The Vitals:
the spot: Cassel’s Hamburgers 3600 W. 6th St Los Angeles CA 90020
the eats: Cheeseburger featuring 1/3lb Meyer Angus Beef with cheddar, lettuce, tomato, onion, pickle and Thousand Island dressing
the bucks: $11.75
the full nelson: A burger sequel that is better than the original

Once upon a time hamburgers were a simple affair. The very best ones were anointed so mostly because of the size and quality of the beef. Cassel’s Hamburgers was such a place, especially in its first four decades of service(1948-1998), when it was considered the best in town by the likes of Pulitzer Prize winning author Jonathan Gold, legendary food writer Calvin Trillin, Jane and Michael Stern among other luminaries. By the time I came around to visiting Cassel’s in the early 2000s I suspect the glory days were in the rearview mirror.
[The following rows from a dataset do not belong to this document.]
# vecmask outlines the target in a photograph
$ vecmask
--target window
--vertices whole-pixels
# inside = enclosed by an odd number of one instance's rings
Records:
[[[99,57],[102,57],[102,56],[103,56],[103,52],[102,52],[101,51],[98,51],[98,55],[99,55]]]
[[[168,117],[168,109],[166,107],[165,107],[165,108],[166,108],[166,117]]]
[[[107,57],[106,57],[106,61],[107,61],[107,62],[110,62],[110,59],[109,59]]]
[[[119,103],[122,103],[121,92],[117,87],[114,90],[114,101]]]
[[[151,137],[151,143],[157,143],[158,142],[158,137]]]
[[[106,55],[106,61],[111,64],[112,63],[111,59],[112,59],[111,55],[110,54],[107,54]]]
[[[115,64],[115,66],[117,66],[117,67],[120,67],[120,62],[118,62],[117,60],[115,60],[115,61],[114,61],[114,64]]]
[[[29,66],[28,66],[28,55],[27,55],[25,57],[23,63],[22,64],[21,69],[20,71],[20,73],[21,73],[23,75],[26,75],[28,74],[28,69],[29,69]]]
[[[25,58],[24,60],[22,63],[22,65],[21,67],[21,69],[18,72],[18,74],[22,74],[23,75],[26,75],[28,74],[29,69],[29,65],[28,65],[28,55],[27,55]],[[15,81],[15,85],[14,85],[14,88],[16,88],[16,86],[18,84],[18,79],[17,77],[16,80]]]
Though sold by original owner Al Cassel in the 1990s, the torch was supposedly passed to good people. Sadly my experience was less Los Angeles Burger icon and more “I think I just died and went to Fuddruckers”. By the time I tried Cassel’s, Los Angeles was in the early stages of a burger Renaissance and Cassel’s Hamburgers seemed like a fading burger relic.